La décision est finale. La Food and Drug Administration (FDA), l'équivalent de Santé Canada aux États-Unis, a affirmé hier que la viande d'animaux clonés, mais aussi leurs produits dérivés, comme le lait, pouvait désormais être commercialisée sans problème puisque ces aliments sont «aussi sécuritaires» que ceux issus d'élevages conventionnels. L'organisme demande toutefois à l'agro-industrie de ne pas y aller trop vite afin de ne pas brusquer les consommateurs actuellement «anxieux» à l'égard du clonage, a-t-il indiqué hier.

Cette prise de position a par ailleurs été jugée «intéressante» par le Canada, qui, par l'entremise de son ministère de la Santé, a précisé hier qu'il n'était pas encore question pour lui d'emboîter le pas à son voisin du Sud en autorisant dans un avenir proche la vente de viande d'animaux clonés sur son territoire.

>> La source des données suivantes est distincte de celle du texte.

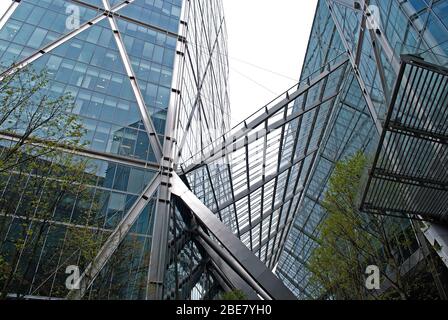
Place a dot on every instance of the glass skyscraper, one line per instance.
(182, 207)
(145, 75)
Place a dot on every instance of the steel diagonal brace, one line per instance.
(113, 242)
(256, 271)
(240, 138)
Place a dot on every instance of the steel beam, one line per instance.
(114, 241)
(234, 247)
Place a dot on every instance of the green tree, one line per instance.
(233, 295)
(351, 240)
(38, 171)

N'empêche, «après des années d'études détaillées et d'analyses, [les États-Unis concluent] que la viande et le lait destinés à la consommation humaine provenant des bovins, des porcs et des chèvres clonés, mais aussi de leur descendance, sont sans danger», a souligné la FDA dans un communiqué diffusé hier. L'organisme américain a toutefois précisé qu'il ne pouvait étendre ses conclusions à d'autres espèces animales, dont les moutons par exemple, en raison de «données insuffisantes».

En réaffirmant sa confiance dans la viande d'animaux clonés, la FDA vient mettre un terme à une évaluation amorcée en 2002 des risques liés à l'introduction de ce type de viande dans la chaîne alimentaire humaine. Au coeur de ses travaux, en décembre 2006, une analyse préliminaire avait d'ailleurs déjà amené les instances sanitaires américaines à reconnaître l'innocuité de ce type d'aliments.

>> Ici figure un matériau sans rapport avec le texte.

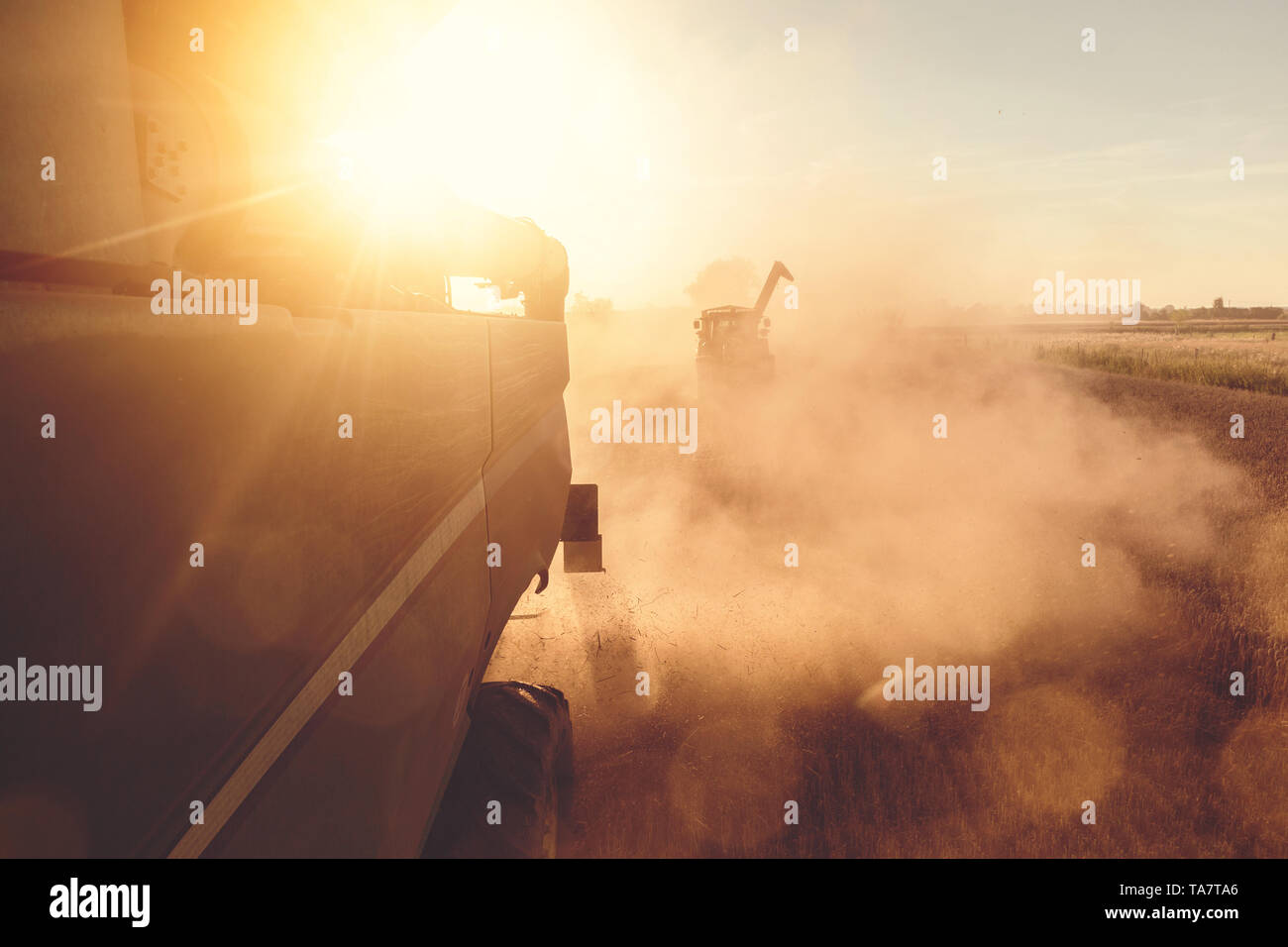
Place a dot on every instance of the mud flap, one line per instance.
(580, 535)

Tout en donnant son feu vert à cette commercialisation, les États-Unis ont par contre demandé au secteur de la biotechnologie animale de prendre son temps avant de mettre en vente des aliments issus du clonage. Ce moratoire volontaire serait justifié non pas par des «raisons de sécurité», mais par des «raisons de marketing», a souligné Bruce Knight, du département américain de l'Agriculture (USDA), qui estime qu'une période de transition est nécessaire «afin de permettre au marché de s'ajuster», a-t-il indiqué à l'Associated Press.

Notons qu'au regard de la décision rendue hier par la FDA, les produits issus du clonage pourraient être commercialisés en sol américain sans obligation pour les marchands de préciser la vraie nature de ces aliments par l'entremise d'un étiquetage spécifique. La Food and Drug Administration a justifié cette mesure en évoquant l'absence de différences sanitaires entre les animaux clonés et ceux qui ne le sont pas.

Pour le spécialiste en transgénèse animale François Pothier, de l'Université Laval, l'ouverture par la FDA des marchés à la viande d'animaux clonés est sans doute «une bonne nouvelle pour l'industrie américaine du clonage, qui depuis des années exerce des pressions pour pouvoir commercialiser la progéniture ou les produits dérivés de ses animaux clonés, a-t-il expliqué au Devoir. Au Canada, cette industrie est beaucoup moins développée, certes, mais la décision américaine risque de forcer les autorités canadiennes à se prononcer sur cette question.»